God commissioned Moses to deliver His people. Moses stood before Pharaoh and requested the people of Israel be let go so they could worship the Lord. Pharaoh refused (“he hardened his heart,” Exodus 8:15) and began to oppress the people of Israel even more. Then began a cycle of ten plagues: in each cycle, Moses requested that Pharaoh release God’s people, Pharaoh refused, God sent a plague, Pharaoh “repented,” and God removed the plague. After the final plague (the death of the firstborn), Pharaoh finally agreed to let the children of Israel go. But then he had another change of heart and chased after them with his army, trapping them at the Red Sea. That set up the great deliverance of Israel as God parted the Red Sea.

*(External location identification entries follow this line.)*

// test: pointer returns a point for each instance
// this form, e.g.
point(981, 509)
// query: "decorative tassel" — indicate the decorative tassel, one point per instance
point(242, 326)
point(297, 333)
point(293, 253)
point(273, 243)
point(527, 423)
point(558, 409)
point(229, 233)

We may be tempted to think that this is a wonderful story of God’s miraculous saving power on display, and leave it at that. But that would be to miss the bigger picture in the story of redemption. The Old Testament prepares the way for the New Testament, and all of God’s promises find their “yes” and “amen” in Christ (2 Corinthians 1:20). The exodus from Egypt, was a real, historical event, but it also prefigures the saving work of Christ for His people. Through Moses, God provided physical salvation from slavery to Egypt. Through Christ, God provides spiritual salvation from slavery to sin. As Jesus said to the Pharisees, “Very truly I tell you, everyone who sins is a slave to sin. . . . So if the Son sets you free, you will be free indeed” (John 8:34, 36).
The parting of the Red Sea is also used in the New Testament as a symbol of the believer’s identification with the death, burial, and resurrection of Jesus Christ. The apostle Paul says, “I do not want you to be ignorant of the fact, brothers and sisters, that our ancestors were all under the cloud and that they all passed through the sea. They were all baptized into Moses in the cloud and in the sea. They all ate the same spiritual food and drank the same spiritual drink; for they drank from the spiritual rock that accompanied them, and that rock was Christ” (1 Corinthians 10:1–4). Here, Paul gives the exodus from Egypt a Christological reading; he makes the connection between the exodus from Egypt and salvation in Christ. Notice how Paul says that all “were baptized into Moses.” This is a way of saying that the Israelites were dedicated, or initiated, into Moses, being brought under obligation to him for their freedom. In a similar way, Christians are baptized into Christ, as we are initiated into Him and obligated to Him for our spiritual freedom. Romans 6:4 elaborates: “We were therefore buried with him through baptism into death in order that, just as Christ was raised from the dead through the glory of the Father, we too may live a new life.”
So, the parting of the Red Sea not only finalized God’s redemption of His people from slavery in Egypt, but it also prefigured the greater spiritual reality of God’s redemption of His people from slavery to sin through the work of Christ.